2. The offshore lifting system (100) according to claim 1, wherein the outer and inner curvature (106,107) of the gear section (104) comprises a plurality of teeth (113) meshing with plurality of teeth (112) provided on the at least one first and the at least one second pinion (105,108).

3. The offshore lifting system (100) according to claim 2, wherein the teeth of respective outer and inner curvature (106,107) are arranged opposite facing, such that they are facing away from each other.

4. The offshore lifting system (100) according to any one claims 1-3, wherein the at least one gear section (104) is connected to any one of; the first lifting element (101) or the second lifting element (102), and wherein the at least one first and the at least one second pinion (105,108) is connected to the cooperating second lifting element or first lifting element (101,102).

5. The offshore lifting system (100) according to claim 4, wherein the at least one gear section (104) is fixedly mounted to the first lifting element (101), such that the at least one first pinion (105) and the at least one second pinion (108) is moveable along their respective outer and inner curvature (106,107) provided on the gear section (104).

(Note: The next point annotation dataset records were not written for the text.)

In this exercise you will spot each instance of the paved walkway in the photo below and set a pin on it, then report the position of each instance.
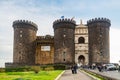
(79, 76)
(113, 74)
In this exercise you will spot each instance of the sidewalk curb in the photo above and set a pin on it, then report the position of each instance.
(59, 75)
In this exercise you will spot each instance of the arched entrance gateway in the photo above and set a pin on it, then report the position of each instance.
(81, 60)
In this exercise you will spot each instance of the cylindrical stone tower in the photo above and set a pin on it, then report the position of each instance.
(24, 37)
(98, 31)
(64, 41)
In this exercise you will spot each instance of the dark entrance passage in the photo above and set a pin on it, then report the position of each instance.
(81, 60)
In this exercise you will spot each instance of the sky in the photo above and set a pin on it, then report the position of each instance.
(45, 12)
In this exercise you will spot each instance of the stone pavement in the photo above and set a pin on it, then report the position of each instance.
(113, 74)
(67, 75)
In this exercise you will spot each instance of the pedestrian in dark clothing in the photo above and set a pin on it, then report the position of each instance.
(72, 69)
(75, 69)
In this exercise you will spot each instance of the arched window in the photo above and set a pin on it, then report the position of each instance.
(81, 40)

6. The offshore lifting system (100) according to claim 4, wherein the at least one first pinion (105) and the at least one second pinion (102) is fixedly mounted to the first lifting element (101), such that the gear section (104) rotates and hence, moving the second lifting element (102).

7. The offshore lifting system (100) according to any one of the preceding claims, wherein the at least one first lifting element (101) is at least one of: a crane arm, a base, a pedestal, a machine housing, an offshore structure, a deck surface.

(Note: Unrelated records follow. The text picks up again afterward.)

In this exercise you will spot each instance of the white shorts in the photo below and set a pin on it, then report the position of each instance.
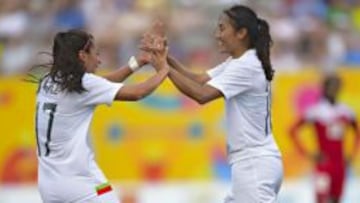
(71, 191)
(255, 180)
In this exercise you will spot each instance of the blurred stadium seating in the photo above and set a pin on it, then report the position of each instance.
(167, 148)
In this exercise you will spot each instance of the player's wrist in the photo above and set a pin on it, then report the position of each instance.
(133, 64)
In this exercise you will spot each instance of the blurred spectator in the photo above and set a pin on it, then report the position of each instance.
(307, 33)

8. The offshore lifting system (100) according to any one of the preceding claims, wherein the at least one second lifting element (102) is at least one of: a crane arm, a boom, a davit arm, an A-frame, a gantry crane.

9. The offshore lifting system (100) according to any one of the preceding claims, wherein the at least one first pinion (105) and the at least one second pinion (108) has different size.

10. The offshore lifting system (100) according to any one of the preceding claims, wherein the at least one first pinion (105) and the at least one second pinion (108) can operate independent of each other.

11. The offshore lifting system (100) according to claim 10, wherein the at least one first pinion (105) and the at least one second pinion (108) can be coupled to/from their respective outer and inner curvature (106,107) independent of each other.

12. The offshore lifting system (100) according to any one of the preceding claims, wherein the at least one motor comprises a first and a second motor, and wherein the first motor is arranged for moving the at least one first pinion (105) relative to the gear section (104), and the second motor is arranged for moving the at least one second pinion (108) relative to the gear section (104).

13. The offshore lifting system (100) according to any one of the preceding claims, wherein the first and second motor is at least any one of; an electric motor, a hydraulic motor or a pneumatic motor.

14. The offshore lifting system (100) according to claim 13, wherein the first and the second motor is an electric motor.

15. The offshore lifting system (100) according to any one of the preceding claims, wherein the at least one first and second lifting element (101,102) is made from composite material.

16. The offshore lifting system (100) according to any one of the preceding claims, wherein the at least one pivot system (103) is made from composite material.

17. The offshore lifting system (100) according to any one of the preceding claims, wherein the inner curvature (108) is arranged in an opening in the at least one gear section (104).